Et si on est quelque peu dérouté au début du spectacle par l’alternance de l’histoire familiale de Mikaël (appelé Noël pour l’occasion) et celle d’Ismaël embarqué sur le bateau du capitaine Achab à la poursuite de la baleine blanche Moby Dick, c’est un parallèle que l’on finit par trouver très ingénieux dans la façon dont il a été pensé, notamment dans sa structure et ses imbrications, mais aussi particulièrement pertinent: Moby Dick n’est pas juste un roman dans lequel Noël se plonge grâce à sa mère qui lui offre pour son anniversaire ; c’est aussi une métaphore du chavirement familial qui s’opère pendant toute la pièce par l’intermédiaire du personnage omniprésent et autodestructeur de la sœur malade. L’utilisation de l’ordinateur placé au sol dans le spectacle et qui retransmet régulièrement aux spectateurs une lecture des emails que cette dernière envoie à Noël est plutôt intéressante à examiner de plus près: quand on lit un email, derrière notre écran, il ne vient bien sûr pas avec une voix ou une intonation, et c’est donc nous-même qui lui ajoutons ces paramètres par la lecture et donc, avec eux, un nouveau degré de lecture, à savoir notre propre interprétation des mots envoyés par notre interlocuteur. Ce qui est frappant, c’est qu’en étant conscient de cela, on se rend compte que cet effet désincarne la sœur mais aussi souligne que Noël ne veut pas lire cet email en y calquant ses propres sentiments et sa propre interprétation dessus, comme pour s’en distancier et ne pas être affecté par son contenu. La voix robotique met donc en avant l’incohérence des propos tenus par la sœur, qui d’une phrase à l’autre passe du tout à son contraire, mais aussi le décalage entre un fond qui va fortement puiser dans l’affect et une forme neutre qui va permettre au spectateur de se concentrer sur les mots eux-mêmes et l’absurdité de leur juxtaposition, comme pour tenter de mettre en exergue ce qui ne va pas chez elle.

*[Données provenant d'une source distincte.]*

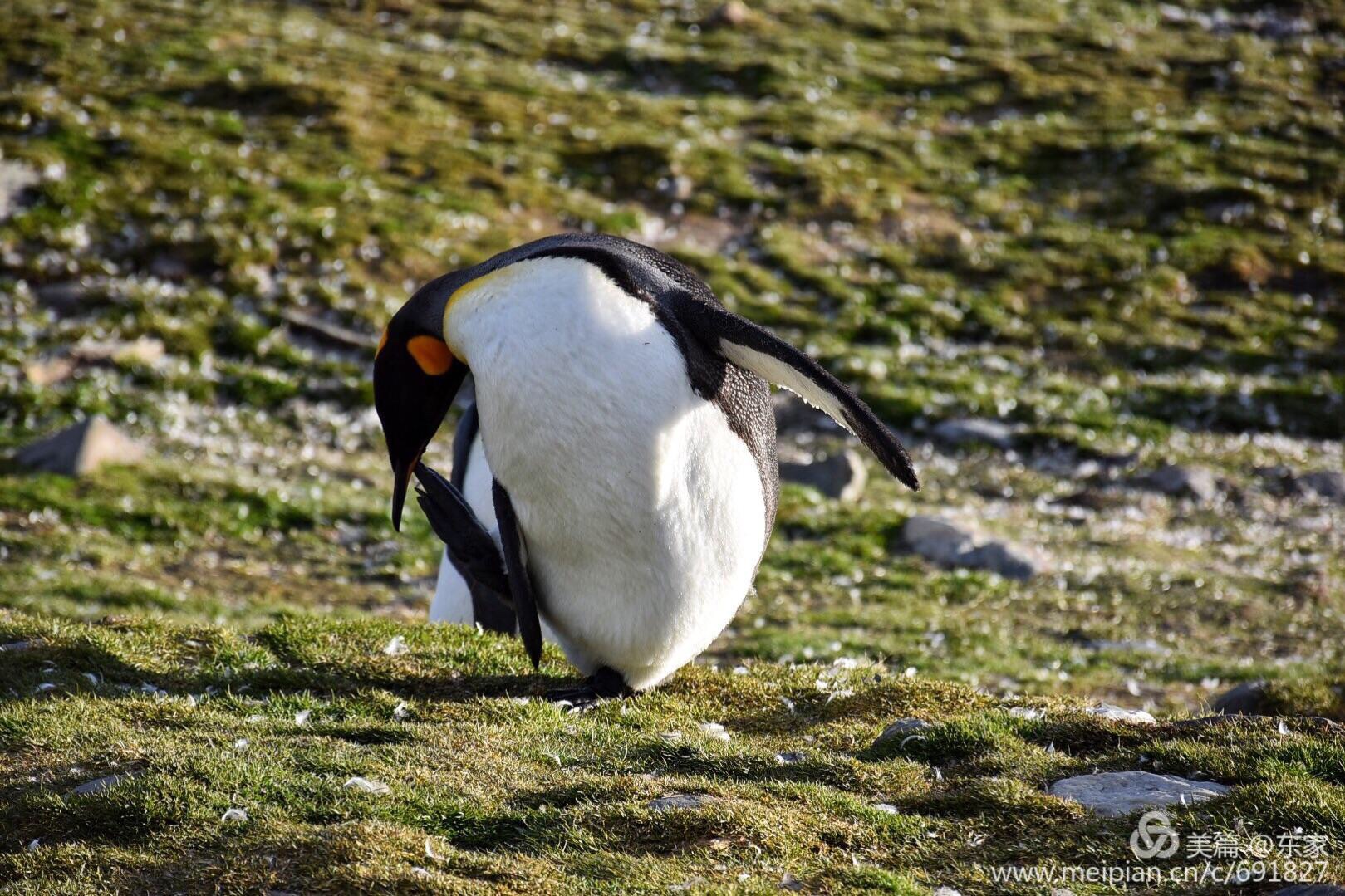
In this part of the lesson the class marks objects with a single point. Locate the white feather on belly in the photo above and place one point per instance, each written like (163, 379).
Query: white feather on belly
(642, 512)
(452, 600)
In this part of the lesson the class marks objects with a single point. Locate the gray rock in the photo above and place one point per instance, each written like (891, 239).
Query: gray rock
(1121, 713)
(100, 785)
(734, 14)
(951, 545)
(971, 429)
(899, 731)
(143, 350)
(15, 179)
(46, 371)
(1129, 644)
(1181, 482)
(169, 267)
(841, 475)
(681, 801)
(328, 331)
(1004, 559)
(63, 296)
(82, 448)
(1325, 483)
(1115, 794)
(1242, 700)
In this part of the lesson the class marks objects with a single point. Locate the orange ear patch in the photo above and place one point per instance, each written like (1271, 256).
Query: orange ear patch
(430, 354)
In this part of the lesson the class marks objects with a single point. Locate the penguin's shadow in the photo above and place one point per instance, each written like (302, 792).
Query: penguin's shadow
(120, 677)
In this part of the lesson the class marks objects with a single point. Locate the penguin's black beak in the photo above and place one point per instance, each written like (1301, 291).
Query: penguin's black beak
(416, 379)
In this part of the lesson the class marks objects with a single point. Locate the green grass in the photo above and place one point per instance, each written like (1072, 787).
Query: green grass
(1115, 226)
(506, 791)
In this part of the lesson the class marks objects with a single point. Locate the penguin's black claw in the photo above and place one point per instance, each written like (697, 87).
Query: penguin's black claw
(606, 683)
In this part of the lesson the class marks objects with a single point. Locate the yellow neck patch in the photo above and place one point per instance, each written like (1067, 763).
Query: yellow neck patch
(430, 354)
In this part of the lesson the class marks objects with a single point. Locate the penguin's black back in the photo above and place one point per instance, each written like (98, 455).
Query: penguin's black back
(654, 277)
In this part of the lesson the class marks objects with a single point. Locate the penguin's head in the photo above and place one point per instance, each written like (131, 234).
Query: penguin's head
(416, 379)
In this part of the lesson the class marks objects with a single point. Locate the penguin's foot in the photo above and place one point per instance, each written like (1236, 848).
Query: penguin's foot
(606, 683)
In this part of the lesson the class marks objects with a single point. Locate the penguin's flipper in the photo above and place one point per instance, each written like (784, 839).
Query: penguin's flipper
(463, 438)
(490, 609)
(469, 548)
(756, 349)
(515, 564)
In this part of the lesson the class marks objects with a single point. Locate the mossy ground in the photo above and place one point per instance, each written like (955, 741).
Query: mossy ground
(1114, 225)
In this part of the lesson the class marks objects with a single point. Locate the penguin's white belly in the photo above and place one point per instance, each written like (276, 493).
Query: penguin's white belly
(642, 512)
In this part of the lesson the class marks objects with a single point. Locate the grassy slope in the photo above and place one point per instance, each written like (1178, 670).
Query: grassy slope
(1117, 226)
(510, 793)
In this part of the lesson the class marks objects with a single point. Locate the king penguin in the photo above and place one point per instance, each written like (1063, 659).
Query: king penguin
(625, 425)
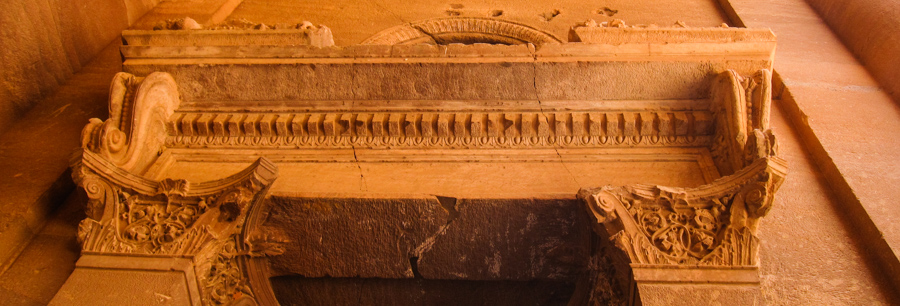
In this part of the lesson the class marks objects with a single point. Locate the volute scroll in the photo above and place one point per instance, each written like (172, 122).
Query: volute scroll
(129, 215)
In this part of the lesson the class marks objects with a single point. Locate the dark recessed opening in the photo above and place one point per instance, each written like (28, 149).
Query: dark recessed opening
(298, 290)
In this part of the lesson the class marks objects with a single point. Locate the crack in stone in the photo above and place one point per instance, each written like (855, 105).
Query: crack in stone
(419, 28)
(541, 107)
(362, 178)
(449, 204)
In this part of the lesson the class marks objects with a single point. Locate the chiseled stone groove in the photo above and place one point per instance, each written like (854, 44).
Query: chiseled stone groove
(442, 129)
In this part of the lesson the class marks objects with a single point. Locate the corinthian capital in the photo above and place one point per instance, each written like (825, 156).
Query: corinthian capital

On comprend, au cours du spectacle, que la sœur s’est ouvert les veines à plusieurs reprises, et je ne peux m’empêcher de parler de ce qui a été, pour moi, la plus belle scène de l’œuvre: on voit le comédien prendre un éventail et dans une pénombre soudaine, éparpiller des confettis rouges tout autour de lui dans des mouvements de va-et-vient. C’était une image remplie de sens, comme une métaphore mise en pratique, avec une violence éminemment intense dans une image visuellement poétique, et l’on peut dire que toute cette beauté de l’onirisme, malgré une réalité dépeinte comme difficile, était très présente sur scène et permettait de montrer cette « résilience » à laquelle Mikaël Chirinian fait référence à son bord de scène d’après spectacle. Il cherchait à faire du beau avec du moins beau, à transcender la souffrance pour aller de l’avant, vers du plus positif, d’où le tableau de fin avec l’ouverture du placard de fond de scène et la révélation d’un décor de conte en papier complètement bluffant qui finissait la pièce sur une note d’imagination admirative.

J’aimerais, pour conclure, adresser mes remerciements à Mikaël Chirinian pour nous avoir partagé son histoire qui, à la fois personnel et universel, a su générer une dimension cathartique, pour lui comme pour nous. J’ai pu, en tous cas, y retrouver d’une certaine façon ma propre histoire, bien que nos sœurs ne soient probablement pas atteintes exactement par la même chose, et j’ai sincèrement apprécié de pouvoir partager ce voyage intérieur avec vous. Un grand merci également au Centre Charlie Chaplin pour avoir accueilli ce spectacle et globalement pour l’accueil chaleureux: je dois dire que pour une première fois le trajet jusqu’au lieu était un peu laborieux, mais l’espace lui-même était encore plus grand et équipé qu’il ne laissait à imaginer.